In kidney transplantation, dynamic prediction of patient and kidney graft survival (DynPG) may help to promote therapeutic alliance by delivering personalized evidence-based information about long-term graft survival for kidney transplant recipients. The objective of the current study is to externally validate the DynPG.
Based on 6 baseline variables, the DynPG can be updated with any new serum creatinine measure available during the follow-up. From an external validation sample of 1637 kidney recipients with a functioning graft at 1-year posttransplantation from 2 European transplantation centers, we assessed the prognostic performance of the DynPG.

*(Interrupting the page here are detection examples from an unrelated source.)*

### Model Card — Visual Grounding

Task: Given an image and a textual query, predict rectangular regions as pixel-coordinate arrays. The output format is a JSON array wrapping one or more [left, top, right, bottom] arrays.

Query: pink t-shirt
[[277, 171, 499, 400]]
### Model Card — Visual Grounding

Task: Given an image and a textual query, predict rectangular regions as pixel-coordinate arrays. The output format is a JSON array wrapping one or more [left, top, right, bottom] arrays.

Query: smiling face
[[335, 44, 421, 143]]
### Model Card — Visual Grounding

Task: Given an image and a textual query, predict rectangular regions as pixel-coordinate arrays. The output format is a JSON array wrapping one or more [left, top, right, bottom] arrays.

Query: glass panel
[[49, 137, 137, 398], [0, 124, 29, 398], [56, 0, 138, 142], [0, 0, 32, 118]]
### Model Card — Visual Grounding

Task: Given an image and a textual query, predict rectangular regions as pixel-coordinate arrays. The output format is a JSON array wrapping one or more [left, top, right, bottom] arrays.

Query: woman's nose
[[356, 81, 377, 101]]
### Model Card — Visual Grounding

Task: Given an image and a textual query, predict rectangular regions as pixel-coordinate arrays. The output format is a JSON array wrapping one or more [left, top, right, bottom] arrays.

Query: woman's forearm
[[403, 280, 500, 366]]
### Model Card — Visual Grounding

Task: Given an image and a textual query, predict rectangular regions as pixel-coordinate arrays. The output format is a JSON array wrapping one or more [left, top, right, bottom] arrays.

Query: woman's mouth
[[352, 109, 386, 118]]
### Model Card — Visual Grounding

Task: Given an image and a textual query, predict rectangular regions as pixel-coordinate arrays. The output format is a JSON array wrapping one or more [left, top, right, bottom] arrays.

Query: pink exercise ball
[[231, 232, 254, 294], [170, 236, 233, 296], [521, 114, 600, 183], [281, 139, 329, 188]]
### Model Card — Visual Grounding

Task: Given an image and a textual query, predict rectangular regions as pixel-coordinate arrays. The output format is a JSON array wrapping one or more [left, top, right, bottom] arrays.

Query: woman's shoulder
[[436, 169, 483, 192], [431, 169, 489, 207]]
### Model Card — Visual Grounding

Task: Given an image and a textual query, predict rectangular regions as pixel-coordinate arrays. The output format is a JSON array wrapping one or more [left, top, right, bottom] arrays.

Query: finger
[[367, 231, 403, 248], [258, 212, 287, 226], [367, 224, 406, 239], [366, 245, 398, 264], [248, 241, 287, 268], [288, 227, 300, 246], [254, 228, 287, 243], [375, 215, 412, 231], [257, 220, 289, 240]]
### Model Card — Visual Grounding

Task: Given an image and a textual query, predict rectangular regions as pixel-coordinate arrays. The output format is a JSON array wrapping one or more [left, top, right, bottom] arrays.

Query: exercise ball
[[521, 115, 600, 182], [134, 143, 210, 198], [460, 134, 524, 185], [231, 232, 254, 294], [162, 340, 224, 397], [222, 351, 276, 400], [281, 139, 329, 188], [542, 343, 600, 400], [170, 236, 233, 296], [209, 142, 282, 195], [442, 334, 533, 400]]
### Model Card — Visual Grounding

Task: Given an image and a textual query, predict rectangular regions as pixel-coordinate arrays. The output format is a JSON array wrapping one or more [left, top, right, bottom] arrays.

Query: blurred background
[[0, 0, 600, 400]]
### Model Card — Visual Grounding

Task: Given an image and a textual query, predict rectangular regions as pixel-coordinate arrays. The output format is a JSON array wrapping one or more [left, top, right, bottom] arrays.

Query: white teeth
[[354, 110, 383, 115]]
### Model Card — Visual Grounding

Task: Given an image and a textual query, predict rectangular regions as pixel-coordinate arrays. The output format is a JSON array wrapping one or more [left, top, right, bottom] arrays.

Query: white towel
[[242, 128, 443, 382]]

As one can expect from an external validation sample, differences in several recipient, donor, and transplantation characteristics compared with the learning sample were observed. Patients were mainly transplanted from deceased donors (91.6% versus 84.8%; P < 0.01), were less immunized against HLA class I (18.4% versus 32.7%; P < 0.01) and presented less comorbidities (62.2% for hypertension versus 82.7%, P < 0.01; 25.1% for cardiovascular disease versus 33.9%, P < 0.01). Despite these noteworthy differences, the area under the ROC curve varied from 0.70 (95% confidence interval [CI], 0.64-0.76) to 0.76 (95% CI, 0.64-0.88) for prediction times at 1 and 6 years posttransplantation respectively, and calibration plots revealed reasonably accurate predictions.
We validated the prognostic capacities of the DynPG in terms of both discrimination and calibration. Our study showed the robustness of the DynPG for informing both the patient and the physician, and its transportability for a cohort presenting different features than the one used for the DynPG development.